These spending demands come at a difficult time for the distribution sector. Deliveries by LDCs have decreased by 15 percent since 2000 and some large-volume customers have switched to mainline pipeline systems. Nonetheless, the LDC remains the backbone of the natural gas distribution network.
As to higher spending for LDCs in some sectors, corrosion costs continue to be a costly problem for all facets of the oil and gas industry. The total annual direct cost to corrosion on the nation’s natural gas distribution system is estimated at $5-6 billion.
As a result, companies are seeking solutions. Energy West, a Montana-based gas utility and energy supplier, became the first utility in North America to install Evonik’s VESTAMID® LX9030 PA12 (VESTAMID PA12) pipe on a three-mile distribution system along Interstate 15 frontage roads outside Great Falls earlier this year.
Safety also is costly. Gas utility and pipeline companies spend close to $7 billion annually to ensure that natural gas is delivered safely and reliably.
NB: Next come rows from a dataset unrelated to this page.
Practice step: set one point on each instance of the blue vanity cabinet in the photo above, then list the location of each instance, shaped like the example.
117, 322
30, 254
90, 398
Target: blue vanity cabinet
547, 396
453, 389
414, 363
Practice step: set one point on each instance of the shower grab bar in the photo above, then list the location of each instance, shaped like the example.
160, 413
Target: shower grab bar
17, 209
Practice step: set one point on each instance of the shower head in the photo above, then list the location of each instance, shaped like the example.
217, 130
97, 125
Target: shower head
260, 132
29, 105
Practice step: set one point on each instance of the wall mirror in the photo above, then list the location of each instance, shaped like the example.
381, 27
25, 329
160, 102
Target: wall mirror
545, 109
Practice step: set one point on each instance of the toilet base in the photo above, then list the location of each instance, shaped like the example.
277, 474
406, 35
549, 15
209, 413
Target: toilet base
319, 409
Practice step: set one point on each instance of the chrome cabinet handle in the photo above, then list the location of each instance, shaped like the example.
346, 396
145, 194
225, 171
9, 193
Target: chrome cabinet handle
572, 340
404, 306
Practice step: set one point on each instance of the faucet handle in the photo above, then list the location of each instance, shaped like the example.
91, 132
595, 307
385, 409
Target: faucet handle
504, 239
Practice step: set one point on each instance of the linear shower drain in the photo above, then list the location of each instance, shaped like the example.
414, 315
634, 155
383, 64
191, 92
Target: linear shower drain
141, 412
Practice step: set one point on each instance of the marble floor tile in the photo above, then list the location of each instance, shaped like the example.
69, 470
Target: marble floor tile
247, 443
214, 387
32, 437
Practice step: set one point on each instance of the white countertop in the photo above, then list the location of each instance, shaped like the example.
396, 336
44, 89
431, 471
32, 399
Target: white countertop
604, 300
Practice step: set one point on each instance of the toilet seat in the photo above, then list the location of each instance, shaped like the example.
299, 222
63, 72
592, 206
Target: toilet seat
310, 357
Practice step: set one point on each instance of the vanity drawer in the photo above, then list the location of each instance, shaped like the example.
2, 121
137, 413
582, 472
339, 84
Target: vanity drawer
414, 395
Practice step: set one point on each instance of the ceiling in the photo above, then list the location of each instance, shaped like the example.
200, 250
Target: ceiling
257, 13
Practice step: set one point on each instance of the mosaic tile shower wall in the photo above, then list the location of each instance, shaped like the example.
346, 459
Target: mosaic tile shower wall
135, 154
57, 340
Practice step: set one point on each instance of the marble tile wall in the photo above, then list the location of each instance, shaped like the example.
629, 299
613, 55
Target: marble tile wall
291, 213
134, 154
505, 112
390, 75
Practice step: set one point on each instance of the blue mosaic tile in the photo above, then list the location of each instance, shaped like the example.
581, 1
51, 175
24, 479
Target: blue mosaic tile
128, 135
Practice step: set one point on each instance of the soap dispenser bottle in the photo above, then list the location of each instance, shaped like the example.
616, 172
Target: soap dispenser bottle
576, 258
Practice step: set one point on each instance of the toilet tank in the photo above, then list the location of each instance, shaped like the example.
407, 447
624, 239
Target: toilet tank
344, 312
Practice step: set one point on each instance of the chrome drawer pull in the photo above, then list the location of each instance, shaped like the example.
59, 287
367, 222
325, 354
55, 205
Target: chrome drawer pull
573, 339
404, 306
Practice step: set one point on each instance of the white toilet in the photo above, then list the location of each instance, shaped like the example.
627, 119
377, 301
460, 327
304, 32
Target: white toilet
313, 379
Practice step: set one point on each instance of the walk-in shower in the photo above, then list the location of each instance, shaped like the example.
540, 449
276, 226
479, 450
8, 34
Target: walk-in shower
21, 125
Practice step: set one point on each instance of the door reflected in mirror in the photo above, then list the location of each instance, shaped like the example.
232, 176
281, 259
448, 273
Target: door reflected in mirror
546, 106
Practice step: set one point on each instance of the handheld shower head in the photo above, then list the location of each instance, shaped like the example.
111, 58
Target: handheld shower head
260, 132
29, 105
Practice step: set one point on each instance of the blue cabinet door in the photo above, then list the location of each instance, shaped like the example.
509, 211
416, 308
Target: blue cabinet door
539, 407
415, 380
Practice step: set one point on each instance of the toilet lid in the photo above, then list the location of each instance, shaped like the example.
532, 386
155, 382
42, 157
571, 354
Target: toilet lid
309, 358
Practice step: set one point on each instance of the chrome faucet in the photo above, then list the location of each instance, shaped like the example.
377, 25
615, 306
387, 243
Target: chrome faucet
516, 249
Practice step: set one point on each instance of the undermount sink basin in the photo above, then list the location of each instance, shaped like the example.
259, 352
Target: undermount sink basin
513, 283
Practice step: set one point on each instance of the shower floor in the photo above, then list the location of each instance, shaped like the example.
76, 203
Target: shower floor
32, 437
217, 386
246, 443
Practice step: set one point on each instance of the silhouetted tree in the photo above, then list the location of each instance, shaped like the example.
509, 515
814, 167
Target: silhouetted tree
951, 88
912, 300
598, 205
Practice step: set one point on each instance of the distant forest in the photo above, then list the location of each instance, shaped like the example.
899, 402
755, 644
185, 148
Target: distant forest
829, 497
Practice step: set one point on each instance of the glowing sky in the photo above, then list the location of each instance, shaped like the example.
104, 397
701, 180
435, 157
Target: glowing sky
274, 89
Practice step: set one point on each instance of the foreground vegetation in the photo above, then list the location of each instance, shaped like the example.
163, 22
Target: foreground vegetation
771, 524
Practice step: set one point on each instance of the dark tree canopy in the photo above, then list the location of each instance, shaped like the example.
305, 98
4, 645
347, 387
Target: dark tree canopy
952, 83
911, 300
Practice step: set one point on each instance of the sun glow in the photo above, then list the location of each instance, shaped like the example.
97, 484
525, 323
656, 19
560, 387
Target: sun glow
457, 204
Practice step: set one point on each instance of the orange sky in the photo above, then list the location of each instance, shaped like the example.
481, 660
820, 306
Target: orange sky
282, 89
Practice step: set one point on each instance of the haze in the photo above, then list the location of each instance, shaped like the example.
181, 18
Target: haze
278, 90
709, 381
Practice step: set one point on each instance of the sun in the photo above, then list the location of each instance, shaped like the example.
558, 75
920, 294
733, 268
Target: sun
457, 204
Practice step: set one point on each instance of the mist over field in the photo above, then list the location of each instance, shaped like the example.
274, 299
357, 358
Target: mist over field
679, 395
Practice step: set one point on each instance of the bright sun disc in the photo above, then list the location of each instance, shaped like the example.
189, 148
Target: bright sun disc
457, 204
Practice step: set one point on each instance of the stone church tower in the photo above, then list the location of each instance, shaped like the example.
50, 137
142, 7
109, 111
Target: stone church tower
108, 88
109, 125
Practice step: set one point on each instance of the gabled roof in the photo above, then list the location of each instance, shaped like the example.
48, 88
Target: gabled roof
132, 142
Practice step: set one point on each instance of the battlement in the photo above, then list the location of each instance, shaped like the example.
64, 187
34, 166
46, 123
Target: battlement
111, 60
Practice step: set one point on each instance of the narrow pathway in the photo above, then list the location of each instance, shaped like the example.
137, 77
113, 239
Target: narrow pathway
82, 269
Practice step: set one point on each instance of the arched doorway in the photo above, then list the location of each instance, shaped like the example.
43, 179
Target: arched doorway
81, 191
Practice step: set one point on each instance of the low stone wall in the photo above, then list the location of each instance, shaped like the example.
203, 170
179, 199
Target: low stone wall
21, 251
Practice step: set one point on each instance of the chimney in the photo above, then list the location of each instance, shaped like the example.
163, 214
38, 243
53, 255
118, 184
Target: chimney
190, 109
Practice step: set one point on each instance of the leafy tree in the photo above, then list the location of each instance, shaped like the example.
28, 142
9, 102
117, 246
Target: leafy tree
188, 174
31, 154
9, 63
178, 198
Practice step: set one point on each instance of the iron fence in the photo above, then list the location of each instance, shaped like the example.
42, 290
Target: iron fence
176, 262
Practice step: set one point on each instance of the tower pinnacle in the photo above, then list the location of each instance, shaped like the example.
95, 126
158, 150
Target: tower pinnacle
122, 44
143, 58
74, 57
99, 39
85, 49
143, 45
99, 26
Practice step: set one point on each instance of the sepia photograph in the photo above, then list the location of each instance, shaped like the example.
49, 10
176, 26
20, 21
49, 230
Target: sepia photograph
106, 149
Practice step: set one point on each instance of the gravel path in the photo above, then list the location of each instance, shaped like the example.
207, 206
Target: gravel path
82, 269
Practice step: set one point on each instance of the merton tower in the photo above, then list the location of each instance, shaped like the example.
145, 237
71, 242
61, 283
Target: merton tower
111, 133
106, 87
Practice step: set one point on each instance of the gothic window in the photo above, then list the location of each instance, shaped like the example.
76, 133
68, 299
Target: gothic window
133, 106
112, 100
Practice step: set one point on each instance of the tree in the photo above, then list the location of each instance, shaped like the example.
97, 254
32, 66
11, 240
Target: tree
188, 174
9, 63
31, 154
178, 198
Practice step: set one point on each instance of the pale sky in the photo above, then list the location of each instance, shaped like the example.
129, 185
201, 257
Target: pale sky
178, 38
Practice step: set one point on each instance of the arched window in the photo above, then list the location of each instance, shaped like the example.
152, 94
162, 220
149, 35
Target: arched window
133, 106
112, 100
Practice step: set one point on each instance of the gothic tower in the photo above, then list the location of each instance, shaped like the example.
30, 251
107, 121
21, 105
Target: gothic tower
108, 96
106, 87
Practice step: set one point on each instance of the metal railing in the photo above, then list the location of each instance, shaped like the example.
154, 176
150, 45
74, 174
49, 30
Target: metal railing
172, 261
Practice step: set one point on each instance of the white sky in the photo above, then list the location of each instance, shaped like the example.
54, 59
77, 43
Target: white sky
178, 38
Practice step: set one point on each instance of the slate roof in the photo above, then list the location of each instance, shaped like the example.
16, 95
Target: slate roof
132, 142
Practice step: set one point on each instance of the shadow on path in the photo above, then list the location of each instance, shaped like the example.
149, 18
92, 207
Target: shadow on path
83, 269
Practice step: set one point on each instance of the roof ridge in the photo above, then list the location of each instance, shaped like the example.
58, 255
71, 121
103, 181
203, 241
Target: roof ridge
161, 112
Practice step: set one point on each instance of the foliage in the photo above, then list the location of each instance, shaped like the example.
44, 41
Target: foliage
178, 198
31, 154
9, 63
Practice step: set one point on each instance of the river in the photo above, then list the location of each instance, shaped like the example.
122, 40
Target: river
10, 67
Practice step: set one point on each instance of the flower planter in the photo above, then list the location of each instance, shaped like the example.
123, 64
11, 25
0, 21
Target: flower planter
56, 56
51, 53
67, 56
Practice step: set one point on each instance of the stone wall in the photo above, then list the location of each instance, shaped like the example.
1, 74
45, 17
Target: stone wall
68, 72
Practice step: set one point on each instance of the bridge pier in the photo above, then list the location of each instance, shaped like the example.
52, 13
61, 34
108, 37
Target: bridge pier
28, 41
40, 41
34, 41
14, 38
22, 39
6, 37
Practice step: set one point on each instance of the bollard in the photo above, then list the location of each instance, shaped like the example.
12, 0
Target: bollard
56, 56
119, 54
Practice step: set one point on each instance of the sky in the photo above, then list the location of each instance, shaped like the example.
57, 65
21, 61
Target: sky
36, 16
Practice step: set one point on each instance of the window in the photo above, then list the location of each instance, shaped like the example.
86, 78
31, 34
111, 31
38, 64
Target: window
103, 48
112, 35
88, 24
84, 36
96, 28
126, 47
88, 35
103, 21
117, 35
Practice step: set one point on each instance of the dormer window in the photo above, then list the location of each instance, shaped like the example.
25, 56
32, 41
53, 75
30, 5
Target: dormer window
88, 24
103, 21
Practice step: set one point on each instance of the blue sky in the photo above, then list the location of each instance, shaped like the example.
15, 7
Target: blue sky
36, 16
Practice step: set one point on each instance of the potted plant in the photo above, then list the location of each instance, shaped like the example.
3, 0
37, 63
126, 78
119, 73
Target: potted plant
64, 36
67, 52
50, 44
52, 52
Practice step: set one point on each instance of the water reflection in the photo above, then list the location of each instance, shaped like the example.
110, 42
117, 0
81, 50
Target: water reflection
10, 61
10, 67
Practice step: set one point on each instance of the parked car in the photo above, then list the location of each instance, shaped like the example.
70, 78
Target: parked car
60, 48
All natural gas in distribution systems must be odorized so a leak can be readily detected without special instruments. Federal pipeline safety codes also require that distribution systems comply with requirements for design, construction, testing, inspection, operations and maintenance from the point of connection to the point of transmission, up to and including the customer’s meter.
Distribution systems regulated by a state agency are required by law to comply with standards that are at least as stringent, or more stringent, than those set forth in federal minimum safety mandates.